Birds of Prey: Harley Quinn is actually a repackaging of Harley’s 2014 relaunch under the capable direction of Amanda Conner and Jimmy Palmiotti. In 2014 Hot in the City was brighter and bolder than ever, a relaunched series full of madness, mayhem, and metafiction. Leaving behind her life in Gotham, Harley moves to Coney Island to start afresh, making new friends and often enemies along the way. From battling ex-Russian spies, taking on an array of deadly assassins chasing up the price tag on her head, and being hunted through the streets by a pack of loved-up convicts, Harley’s attempts to settle into a normal life are often thrown into chaos. Every story is deliriously insane, normally jampacked with gore, and full of fun. With every chapter, we are taken a little further into the mind of the lovable Clown Princess of Crime, a dangerous but exciting place to be.

Although the wonderfully bizarre is par for the course, the opening chapter stands out as particularly innovative. This introduction offers some of DC’s finest, each contributing their own style and influence. As Harley sits reading comics imagining herself as a character, Conner and Palmiotti appear in speech bubbles to guide her through the process of creating the series. Together the three test out different artists, with Harley providing commentary on their work. From Bruce Timm to Jim Lee, robot to Rockstar Harley, the story is packed with inside jokes as Harley repeatedly smashes back and forwards through the fourth wall, almost becoming DC’s equivalent to Deadpool. That’s not to say that Harley Quinn is just a re-imaged version of the ‘Merc with the Mouth,’. She seems to fit naturally into the metafictional tropes and brings many unique and clever experimental twists to the medium, and is often used as a proxy for the readers and in general, comic fandom.

In terms of art, Dan Panosian’s 1960s style page is particularly unique with its minimalistic grey wash background and textured tones, and the only colour within comes from the vibrant characters of both Harley and the Joker. After a taste of various artist’s interpretations in the opening story, Chad Hardin primarily takes control of the artwork, and does a fantastic job of bringing the continuing madness to life.
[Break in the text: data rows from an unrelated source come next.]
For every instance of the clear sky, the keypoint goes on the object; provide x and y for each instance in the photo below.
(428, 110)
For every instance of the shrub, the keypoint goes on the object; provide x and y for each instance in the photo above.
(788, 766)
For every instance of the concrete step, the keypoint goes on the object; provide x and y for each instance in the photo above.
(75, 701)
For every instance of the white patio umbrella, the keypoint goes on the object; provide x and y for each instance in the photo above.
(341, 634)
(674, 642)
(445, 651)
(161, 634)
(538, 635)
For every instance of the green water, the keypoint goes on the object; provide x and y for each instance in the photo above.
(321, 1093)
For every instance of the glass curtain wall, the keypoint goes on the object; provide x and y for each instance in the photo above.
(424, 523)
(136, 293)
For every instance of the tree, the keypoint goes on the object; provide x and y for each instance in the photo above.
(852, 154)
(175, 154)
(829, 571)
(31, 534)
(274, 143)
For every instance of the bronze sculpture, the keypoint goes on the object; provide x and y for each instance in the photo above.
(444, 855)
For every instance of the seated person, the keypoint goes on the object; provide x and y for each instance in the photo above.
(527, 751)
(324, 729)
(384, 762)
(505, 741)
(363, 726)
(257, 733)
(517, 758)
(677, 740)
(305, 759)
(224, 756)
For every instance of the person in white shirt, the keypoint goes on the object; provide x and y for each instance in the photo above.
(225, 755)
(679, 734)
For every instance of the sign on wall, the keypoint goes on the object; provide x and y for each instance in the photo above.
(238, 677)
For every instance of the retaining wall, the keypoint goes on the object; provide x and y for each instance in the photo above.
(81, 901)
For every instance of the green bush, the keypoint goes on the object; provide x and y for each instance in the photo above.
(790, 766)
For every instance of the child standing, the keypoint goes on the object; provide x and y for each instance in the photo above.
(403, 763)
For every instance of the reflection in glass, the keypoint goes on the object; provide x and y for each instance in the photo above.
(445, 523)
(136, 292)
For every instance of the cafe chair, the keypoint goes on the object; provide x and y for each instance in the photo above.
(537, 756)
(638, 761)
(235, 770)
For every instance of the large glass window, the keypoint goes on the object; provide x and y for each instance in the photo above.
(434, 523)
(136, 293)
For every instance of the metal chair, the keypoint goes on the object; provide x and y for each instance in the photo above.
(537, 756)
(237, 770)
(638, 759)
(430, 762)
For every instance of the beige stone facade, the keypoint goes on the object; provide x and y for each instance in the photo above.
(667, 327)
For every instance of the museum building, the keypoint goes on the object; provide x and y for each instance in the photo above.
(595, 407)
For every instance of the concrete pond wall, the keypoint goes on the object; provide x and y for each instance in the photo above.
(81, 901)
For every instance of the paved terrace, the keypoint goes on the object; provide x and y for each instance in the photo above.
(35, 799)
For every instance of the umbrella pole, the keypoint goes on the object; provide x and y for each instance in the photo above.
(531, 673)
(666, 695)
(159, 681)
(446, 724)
None of the stories are particularly complex, and some are downright strange, but if you take the graphic novel for what it is; a psychotic ride along in the life of Harley Quinn, then it is definitely one to cheer you up on a rainy day. It’s quirky, it’s silly, it’s everything the character should represent, and is both a credit to her creators, and a modern and unique take on one of DC’s most popular characters. Anyone captivated can follow-up with Power Outage.